In dividing that cake, the first decision to make is whether the “good fairy” will remain exactly that and continue not to demand payment, or whether she would rather claim her fair share of the cake. The latter solution would greatly simplify matters as it might in the best case even obviate the wizard in the background ( = Renewable Energy Act ), who so far effectively bore the fairy’s costs. The game theoretic solution concept PARTS would award the fairy an “added value” of €6 since she enlarged the cake by this amount.
If, however, the good fairy gives the buns to the consumer “without thinking” and without coordination with the baker, she will destroy the latter’s business model and, consequently, also the consumer’s security of supply.
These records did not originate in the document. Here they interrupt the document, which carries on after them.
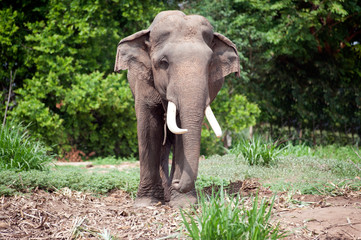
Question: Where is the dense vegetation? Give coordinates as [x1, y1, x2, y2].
[0, 0, 361, 156]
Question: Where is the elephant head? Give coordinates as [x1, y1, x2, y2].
[114, 11, 240, 206]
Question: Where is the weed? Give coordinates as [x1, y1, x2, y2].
[91, 156, 137, 165]
[229, 137, 284, 166]
[181, 187, 284, 239]
[0, 169, 139, 197]
[0, 122, 53, 172]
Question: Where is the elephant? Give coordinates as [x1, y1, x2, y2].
[114, 11, 240, 206]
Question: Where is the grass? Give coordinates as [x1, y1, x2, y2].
[229, 137, 284, 166]
[0, 122, 53, 172]
[90, 156, 137, 165]
[181, 188, 284, 240]
[199, 154, 361, 194]
[0, 168, 139, 196]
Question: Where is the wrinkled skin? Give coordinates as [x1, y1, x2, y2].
[115, 11, 239, 206]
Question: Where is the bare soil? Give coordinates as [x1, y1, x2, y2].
[0, 161, 361, 239]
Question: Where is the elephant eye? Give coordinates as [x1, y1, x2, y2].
[159, 57, 169, 70]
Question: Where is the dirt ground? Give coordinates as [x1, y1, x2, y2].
[0, 161, 361, 239]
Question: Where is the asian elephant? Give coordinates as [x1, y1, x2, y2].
[114, 11, 240, 206]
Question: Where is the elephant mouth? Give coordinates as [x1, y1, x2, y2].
[167, 101, 222, 138]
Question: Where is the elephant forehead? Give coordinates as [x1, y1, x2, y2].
[149, 14, 213, 44]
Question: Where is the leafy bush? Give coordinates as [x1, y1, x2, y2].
[229, 137, 285, 166]
[181, 188, 284, 240]
[11, 72, 137, 156]
[0, 122, 53, 171]
[201, 89, 260, 156]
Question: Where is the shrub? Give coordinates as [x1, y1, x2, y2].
[229, 137, 285, 166]
[0, 122, 53, 171]
[201, 89, 260, 156]
[10, 72, 137, 157]
[181, 188, 284, 240]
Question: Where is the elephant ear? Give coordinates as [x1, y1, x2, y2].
[114, 29, 151, 93]
[208, 33, 240, 102]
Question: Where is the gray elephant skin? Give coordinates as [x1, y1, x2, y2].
[114, 11, 240, 206]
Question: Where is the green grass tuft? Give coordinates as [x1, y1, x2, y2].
[229, 137, 284, 166]
[181, 187, 285, 240]
[0, 122, 53, 172]
[0, 168, 139, 197]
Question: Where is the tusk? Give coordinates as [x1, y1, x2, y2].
[205, 106, 222, 138]
[167, 101, 188, 134]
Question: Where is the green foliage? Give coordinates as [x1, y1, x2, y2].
[186, 0, 361, 142]
[181, 188, 285, 240]
[229, 137, 284, 166]
[0, 122, 53, 172]
[199, 152, 361, 194]
[11, 72, 137, 156]
[0, 0, 165, 156]
[201, 87, 260, 156]
[0, 168, 139, 197]
[91, 156, 137, 165]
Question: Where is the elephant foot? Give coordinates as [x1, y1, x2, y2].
[134, 197, 164, 208]
[134, 184, 164, 207]
[168, 189, 198, 208]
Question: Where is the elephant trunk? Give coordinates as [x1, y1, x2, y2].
[167, 79, 208, 193]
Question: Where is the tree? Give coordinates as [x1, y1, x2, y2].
[187, 0, 361, 144]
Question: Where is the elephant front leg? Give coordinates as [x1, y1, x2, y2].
[135, 104, 164, 206]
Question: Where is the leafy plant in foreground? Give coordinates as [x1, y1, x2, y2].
[0, 122, 53, 171]
[229, 137, 284, 165]
[181, 188, 284, 240]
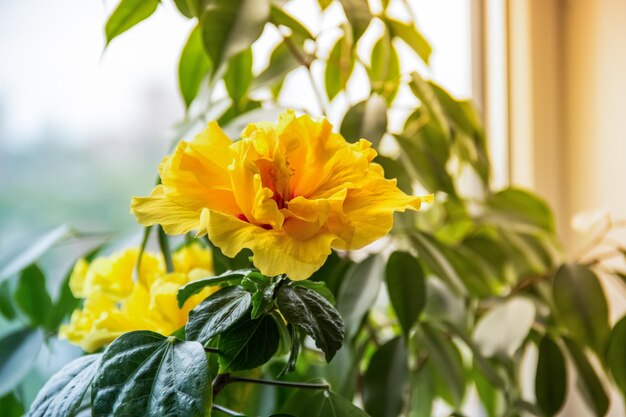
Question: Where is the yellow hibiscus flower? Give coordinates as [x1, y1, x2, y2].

The basic idea of the electricity market design proposed by the IFAMD is not only to allow the early marketing of renewable energy on the forward market in theory (that possibility already exists today), but rather to make renewables secure (in terms of security of supply) through their mandatory combination with reliability options. The demand for such options will then give rise to a profitable market for CCGT plants and, later on, storage capacity. The Renewable Energy Act’s much-discussed renewables subsidies, which will continue to support renewables for many years to come, could assume a new role in this scenario: Rather than, as today, distorting competition on the power generation side, we propose that the funds could be better used to stimulate the demand for renewable energy on the forward market. The earlier renewable energy is demanded on the forward market, the higher the payment to the demander should be.
 Following Brandenburger, A. M. and B. J. Nalebuff (1996), Co-opetition, Currency Doubleday: P = Player, A = Added Value, R = Rules, T = Tactics, S = Space.